= Marcus Boyd Shook =

American physician (1933–2022)

Marcus Boyd Shook, MD, MACP, MBA (1933–2022) was an American physician specializing in internal medicine, and President of the American Society of Internal Medicine (1996-1997). He held various positions in healthcare, ranging from staff physician to medical director, and was recognized as a Master Fellow of the American College of Physicians (ACP).

== Early life and education ==
Marcus Boyd Shook was born on October 9, 1933, in Oklahoma. Before beginning his medical career, Shook served as an electronics technician in the United States Navy from 1951 to 1953. After completing his service, he earned his medical degree from the George Washington University School of Medicine and Health Sciences in Washington, D.C., graduating in 1959.

== Medical training and career ==
Shook completed his internship and residency in internal medicine in Oklahoma and later at Ancker Hospital in St. Paul, Minnesota, where he served as chief resident. He returned to Oklahoma, where he held various roles in healthcare, including as a staff physician and medical director. In 1995, he earned an MBA from Oklahoma City University. He was involved in private practice with OU Medicine in Oklahoma City and founded Fundación Manos Juntas, a free medical clinic in Oklahoma City providing healthcare services to uninsured and underserved communities.
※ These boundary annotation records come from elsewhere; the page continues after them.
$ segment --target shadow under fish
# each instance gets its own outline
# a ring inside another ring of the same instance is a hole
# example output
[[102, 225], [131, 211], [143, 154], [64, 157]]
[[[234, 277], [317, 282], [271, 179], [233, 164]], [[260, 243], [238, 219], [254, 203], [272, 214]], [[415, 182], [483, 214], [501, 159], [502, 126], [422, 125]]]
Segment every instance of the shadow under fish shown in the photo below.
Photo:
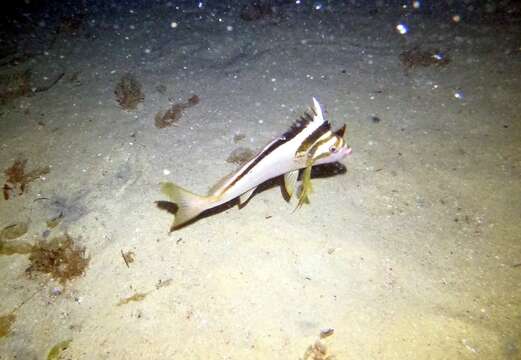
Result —
[[[337, 131], [324, 119], [318, 101], [293, 126], [281, 136], [272, 140], [260, 152], [239, 169], [224, 177], [210, 188], [207, 195], [194, 194], [171, 183], [161, 183], [161, 191], [174, 205], [158, 201], [157, 205], [175, 213], [171, 231], [192, 223], [200, 214], [220, 212], [223, 206], [229, 208], [238, 201], [243, 207], [259, 185], [284, 175], [284, 189], [287, 200], [294, 194], [298, 197], [296, 209], [309, 203], [312, 167], [332, 164], [351, 154], [351, 148], [344, 140], [346, 126]], [[299, 172], [300, 191], [297, 193]], [[345, 168], [344, 168], [345, 170]], [[207, 211], [213, 209], [213, 211]]]

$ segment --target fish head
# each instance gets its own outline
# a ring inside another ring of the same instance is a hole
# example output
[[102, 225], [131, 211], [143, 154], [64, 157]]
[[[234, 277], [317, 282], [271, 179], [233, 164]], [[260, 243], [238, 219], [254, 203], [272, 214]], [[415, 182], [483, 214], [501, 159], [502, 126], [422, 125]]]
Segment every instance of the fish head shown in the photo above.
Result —
[[317, 142], [313, 151], [308, 156], [313, 164], [326, 164], [340, 161], [351, 154], [351, 148], [347, 145], [344, 135], [346, 126], [342, 126], [335, 132], [324, 134], [324, 138]]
== Awards and recognition ==
In 2000, Shook was awarded the Oscar E. Edwards Memorial Award for Volunteerism and Community Service by the American College of Physicians. In 2004, Shook was recognized the title of Master Fellow of the American College of Physicians. After his death in 2022, he was posthumously honored with the Lifetime Achievement Award by the Oklahoma Universal Human Rights Alliance.

== Death ==
Marcus Boyd Shook died on December 23, 2022. During his final week, he still treated patients at Manos Juntas Free Clinic.